Plus d’une femme égyptienne sur trois a subi des violences physiques ou sexuelles de la part d’un partenaire intime au cours de sa vie, selon un nouveau rapport publié mercredi par l’Organisation mondiale de la Santé (OMS).
Selon les estimations pour 2023, 33,5 % des Égyptiennes âgées de 15 à 49 ans, mariées ou en couple, déclarent avoir été victimes de violences conjugales. Ce niveau se situe au-dessus de la moyenne de la région Afrique du Nord–Moyen-Orient, où les taux varient entre 20,8 % et 46,9 %. L’OMS estime qu’environ 29 % des femmes de 15 ans et plus subissent au moins une forme de violences physiques ou sexuelles dans le cadre conjugal dans cette région.
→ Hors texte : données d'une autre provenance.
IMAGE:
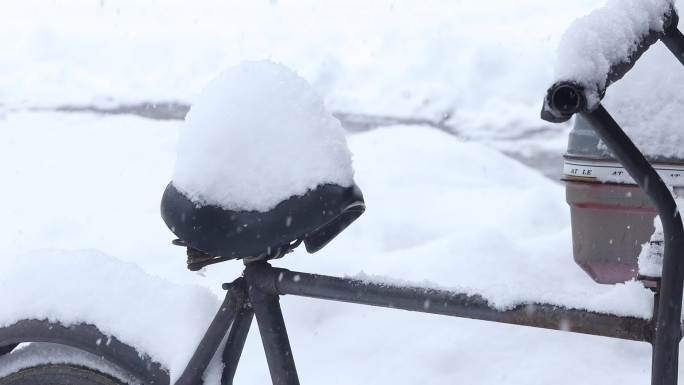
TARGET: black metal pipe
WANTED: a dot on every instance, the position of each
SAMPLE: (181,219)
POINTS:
(457,304)
(674,41)
(266,304)
(668,325)
(7,349)
(235,343)
(235,297)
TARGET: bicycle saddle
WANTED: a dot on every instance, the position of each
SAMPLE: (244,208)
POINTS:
(215,234)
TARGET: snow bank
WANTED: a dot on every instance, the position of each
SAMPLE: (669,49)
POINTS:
(605,38)
(441,211)
(257,135)
(161,319)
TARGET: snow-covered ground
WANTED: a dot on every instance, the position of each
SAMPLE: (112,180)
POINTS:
(483,67)
(443,210)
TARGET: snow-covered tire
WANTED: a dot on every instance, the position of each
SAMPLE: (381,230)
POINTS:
(59,374)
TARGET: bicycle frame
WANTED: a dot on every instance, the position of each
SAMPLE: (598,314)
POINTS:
(257,292)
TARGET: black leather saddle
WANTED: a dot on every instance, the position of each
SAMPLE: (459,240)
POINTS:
(213,234)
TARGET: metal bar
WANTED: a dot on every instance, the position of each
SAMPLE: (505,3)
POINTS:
(457,305)
(87,338)
(235,343)
(192,375)
(674,41)
(266,304)
(667,324)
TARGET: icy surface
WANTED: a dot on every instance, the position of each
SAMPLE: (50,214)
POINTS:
(604,38)
(440,211)
(45,353)
(257,135)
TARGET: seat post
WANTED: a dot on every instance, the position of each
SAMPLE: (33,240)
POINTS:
(266,304)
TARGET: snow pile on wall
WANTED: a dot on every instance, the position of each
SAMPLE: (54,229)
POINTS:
(159,318)
(257,135)
(440,211)
(606,37)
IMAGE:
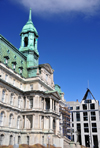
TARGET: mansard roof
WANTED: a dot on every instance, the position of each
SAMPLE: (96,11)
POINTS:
(88,92)
(10,52)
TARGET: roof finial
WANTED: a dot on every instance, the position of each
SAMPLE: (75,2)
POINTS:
(30,15)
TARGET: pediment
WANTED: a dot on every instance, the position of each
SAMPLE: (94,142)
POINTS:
(88,95)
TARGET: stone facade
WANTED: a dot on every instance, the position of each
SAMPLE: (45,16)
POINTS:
(85,121)
(29,102)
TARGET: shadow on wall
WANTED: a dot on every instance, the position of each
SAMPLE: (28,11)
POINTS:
(29,146)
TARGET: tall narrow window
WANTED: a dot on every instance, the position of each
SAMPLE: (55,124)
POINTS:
(72,116)
(28,140)
(84,106)
(3,95)
(77,116)
(31,87)
(14,82)
(11,140)
(10,120)
(6,77)
(85,116)
(1,139)
(20,85)
(11,99)
(20,70)
(19,101)
(1,118)
(94,127)
(93,116)
(25,41)
(92,106)
(18,122)
(31,103)
(6,58)
(42,140)
(19,139)
(86,129)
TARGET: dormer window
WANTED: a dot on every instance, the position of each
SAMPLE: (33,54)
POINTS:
(31,87)
(46,77)
(8,51)
(25,41)
(14,65)
(6,58)
(15,57)
(20,70)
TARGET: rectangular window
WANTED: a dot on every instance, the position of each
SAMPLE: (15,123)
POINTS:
(72,116)
(93,116)
(84,106)
(31,87)
(94,127)
(71,108)
(6,77)
(20,85)
(85,116)
(31,103)
(77,107)
(14,82)
(92,106)
(77,116)
(86,129)
(79,127)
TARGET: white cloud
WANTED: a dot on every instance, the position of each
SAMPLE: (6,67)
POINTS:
(88,7)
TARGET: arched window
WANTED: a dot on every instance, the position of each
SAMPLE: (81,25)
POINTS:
(10,120)
(25,41)
(54,126)
(1,118)
(1,139)
(18,122)
(11,99)
(11,140)
(3,95)
(19,139)
(19,101)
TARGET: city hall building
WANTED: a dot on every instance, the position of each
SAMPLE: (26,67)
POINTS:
(29,102)
(85,121)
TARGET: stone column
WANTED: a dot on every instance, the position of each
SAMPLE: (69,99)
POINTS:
(50,103)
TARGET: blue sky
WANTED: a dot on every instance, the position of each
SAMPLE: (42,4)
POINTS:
(69,39)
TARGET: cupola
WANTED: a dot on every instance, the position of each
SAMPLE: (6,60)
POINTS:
(29,38)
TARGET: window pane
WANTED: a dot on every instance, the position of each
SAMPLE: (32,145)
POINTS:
(92,106)
(84,106)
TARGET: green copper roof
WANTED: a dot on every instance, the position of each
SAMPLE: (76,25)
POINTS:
(29,27)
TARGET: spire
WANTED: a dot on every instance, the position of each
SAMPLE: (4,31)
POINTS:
(30,15)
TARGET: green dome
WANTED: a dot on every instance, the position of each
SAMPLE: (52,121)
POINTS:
(29,27)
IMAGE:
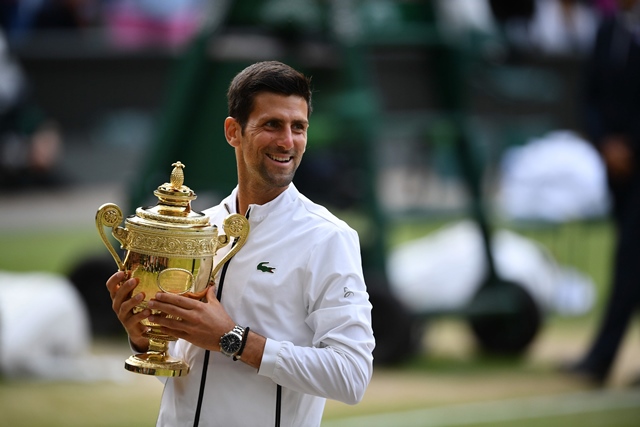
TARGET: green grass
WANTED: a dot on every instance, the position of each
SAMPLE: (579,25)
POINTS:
(586,247)
(50,250)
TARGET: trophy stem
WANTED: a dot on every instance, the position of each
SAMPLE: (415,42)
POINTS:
(156,361)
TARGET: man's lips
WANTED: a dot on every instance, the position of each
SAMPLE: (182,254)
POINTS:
(280,159)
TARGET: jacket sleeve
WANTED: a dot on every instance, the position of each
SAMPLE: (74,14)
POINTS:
(339,365)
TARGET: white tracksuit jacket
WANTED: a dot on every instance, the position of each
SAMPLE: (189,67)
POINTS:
(313,308)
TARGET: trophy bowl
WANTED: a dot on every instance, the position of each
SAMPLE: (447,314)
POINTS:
(169,248)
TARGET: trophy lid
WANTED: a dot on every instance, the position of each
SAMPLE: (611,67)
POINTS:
(174,205)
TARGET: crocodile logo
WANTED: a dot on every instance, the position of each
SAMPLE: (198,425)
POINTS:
(265,268)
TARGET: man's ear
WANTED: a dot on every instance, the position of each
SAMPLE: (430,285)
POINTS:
(232,131)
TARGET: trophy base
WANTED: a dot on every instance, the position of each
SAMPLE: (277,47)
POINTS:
(158,365)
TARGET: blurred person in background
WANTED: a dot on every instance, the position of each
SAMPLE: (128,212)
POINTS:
(613,123)
(303,317)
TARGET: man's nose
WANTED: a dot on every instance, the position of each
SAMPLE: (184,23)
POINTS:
(286,138)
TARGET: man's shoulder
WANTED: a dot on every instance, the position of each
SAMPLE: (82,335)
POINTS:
(322,216)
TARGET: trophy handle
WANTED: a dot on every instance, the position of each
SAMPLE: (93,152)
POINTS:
(109,215)
(235,225)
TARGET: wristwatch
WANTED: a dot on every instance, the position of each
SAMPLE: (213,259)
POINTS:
(231,342)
Les données sur les 12 derniers mois révèlent également une situation préoccupante : 17,2 % des Égyptiennes ont été victimes de violences de leur partenaire intime, contre une moyenne régionale de 13,5 %. Ces niveaux, jugés « alarmants » par des experts internationaux, s’inscrivent dans une tendance mondiale d’augmentation ou de stagnation des violences domestiques.
À l’échelle mondiale, près d’une femme sur trois – environ 840 millions – a subi des violences physiques ou sexuelles de la part d’un partenaire intime ou des violences sexuelles infligées par d’autres personnes au cours de sa vie.
L’OMS souligne que les progrès restent « douloureusement lents », avec une baisse annuelle de seulement 0,2 % depuis vingt ans. Sur la seule année écoulée, 316 millions de femmes, soit 11 % de celles âgées de 15 ans et plus, ont été victimes de violences conjugales.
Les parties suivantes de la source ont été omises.